An Experimental Method to Study Opinion Diffusion in Human-AI Hybrid Societies
L\'ena Gaubert, R\'emi Devaux, Elif \c{C}elen, Raja Marjieh, Diana Mangalagiu, Antoine Jardin, and Nori Jacoby

TL;DR
This paper introduces a new experimental approach to studying opinion formation in hybrid human-AI social networks, revealing that mixed networks reduce polarization compared to human-only groups.
Contribution
It presents a novel experimental method for analyzing opinion dynamics in human-AI hybrid societies, including variations in AI prompt framing effects.
Findings
Hybrid networks had the lowest final polarization.
Human-only networks showed higher polarization and lower neighbor agreement.
Prompt framing influences convergence patterns in opinion dynamics.
Abstract
As artificial intelligence increasingly mediates public discourse, it becomes important to understand how human-AI collectives shape opinion formation, deliberation, and democratic outcomes.
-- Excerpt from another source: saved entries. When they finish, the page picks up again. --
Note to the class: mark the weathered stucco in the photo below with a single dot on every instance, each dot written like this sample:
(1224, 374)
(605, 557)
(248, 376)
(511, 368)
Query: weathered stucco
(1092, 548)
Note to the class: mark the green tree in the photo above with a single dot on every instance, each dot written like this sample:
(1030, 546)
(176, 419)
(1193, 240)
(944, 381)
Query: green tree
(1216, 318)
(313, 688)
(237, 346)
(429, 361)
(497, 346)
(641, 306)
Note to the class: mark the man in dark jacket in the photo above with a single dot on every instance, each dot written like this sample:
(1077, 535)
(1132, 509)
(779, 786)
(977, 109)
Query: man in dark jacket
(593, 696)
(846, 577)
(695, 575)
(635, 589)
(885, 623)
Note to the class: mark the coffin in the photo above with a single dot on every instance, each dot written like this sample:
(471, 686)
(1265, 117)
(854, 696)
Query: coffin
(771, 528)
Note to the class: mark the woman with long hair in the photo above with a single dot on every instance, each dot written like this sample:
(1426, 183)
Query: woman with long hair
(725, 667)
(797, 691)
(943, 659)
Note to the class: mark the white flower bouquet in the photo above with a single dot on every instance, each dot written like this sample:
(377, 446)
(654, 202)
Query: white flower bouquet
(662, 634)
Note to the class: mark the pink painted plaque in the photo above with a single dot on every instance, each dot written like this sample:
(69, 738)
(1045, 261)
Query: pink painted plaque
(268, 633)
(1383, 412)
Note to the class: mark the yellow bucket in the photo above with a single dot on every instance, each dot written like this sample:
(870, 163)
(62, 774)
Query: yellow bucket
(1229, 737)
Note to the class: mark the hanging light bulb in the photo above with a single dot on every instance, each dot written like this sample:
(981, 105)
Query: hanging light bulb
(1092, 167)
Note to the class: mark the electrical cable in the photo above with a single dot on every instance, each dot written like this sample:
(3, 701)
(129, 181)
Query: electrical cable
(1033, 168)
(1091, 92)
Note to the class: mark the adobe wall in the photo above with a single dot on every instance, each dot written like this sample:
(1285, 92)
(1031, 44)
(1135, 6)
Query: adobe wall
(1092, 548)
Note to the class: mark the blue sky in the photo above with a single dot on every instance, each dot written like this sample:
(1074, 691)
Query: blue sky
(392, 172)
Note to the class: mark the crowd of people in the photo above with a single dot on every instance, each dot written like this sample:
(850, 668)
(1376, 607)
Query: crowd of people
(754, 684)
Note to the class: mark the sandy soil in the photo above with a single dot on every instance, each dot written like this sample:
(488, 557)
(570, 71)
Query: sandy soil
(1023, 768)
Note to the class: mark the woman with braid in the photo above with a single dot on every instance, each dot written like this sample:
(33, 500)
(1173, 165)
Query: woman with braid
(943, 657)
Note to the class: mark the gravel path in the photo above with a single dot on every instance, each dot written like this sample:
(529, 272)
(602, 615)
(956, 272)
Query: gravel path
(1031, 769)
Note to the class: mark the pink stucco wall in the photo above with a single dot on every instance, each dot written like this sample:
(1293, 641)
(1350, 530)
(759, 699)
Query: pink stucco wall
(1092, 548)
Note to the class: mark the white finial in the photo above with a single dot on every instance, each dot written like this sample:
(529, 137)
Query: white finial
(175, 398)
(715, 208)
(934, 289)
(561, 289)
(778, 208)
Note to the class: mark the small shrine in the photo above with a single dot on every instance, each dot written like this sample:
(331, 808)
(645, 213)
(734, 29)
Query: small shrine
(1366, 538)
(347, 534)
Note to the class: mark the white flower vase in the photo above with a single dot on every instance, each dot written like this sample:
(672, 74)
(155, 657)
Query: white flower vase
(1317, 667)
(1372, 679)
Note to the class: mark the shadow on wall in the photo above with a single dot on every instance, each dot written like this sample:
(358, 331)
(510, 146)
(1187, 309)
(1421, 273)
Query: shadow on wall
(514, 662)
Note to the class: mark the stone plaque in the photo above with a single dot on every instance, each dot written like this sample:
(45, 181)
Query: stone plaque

We present a novel experimental method for studying opinion dynamics in hybrid human-AI social networks. Participants, human or AI, were embedded in grid lattice networks and iteratively asked to select and revise statements on a given polarizing topic over eight rounds. We compared three conditions: human-only, AI-only, and hybrid networks with equal proportions of human and AI participants. Hybrid human-AI networks achieved the lowest final polarization while, in contrast, human-only networks exhibited higher polarization with lower neighbor agreement. We also ran additional experiments varying Large Language Model (LLM) prompt framing to explore whether instruction design might…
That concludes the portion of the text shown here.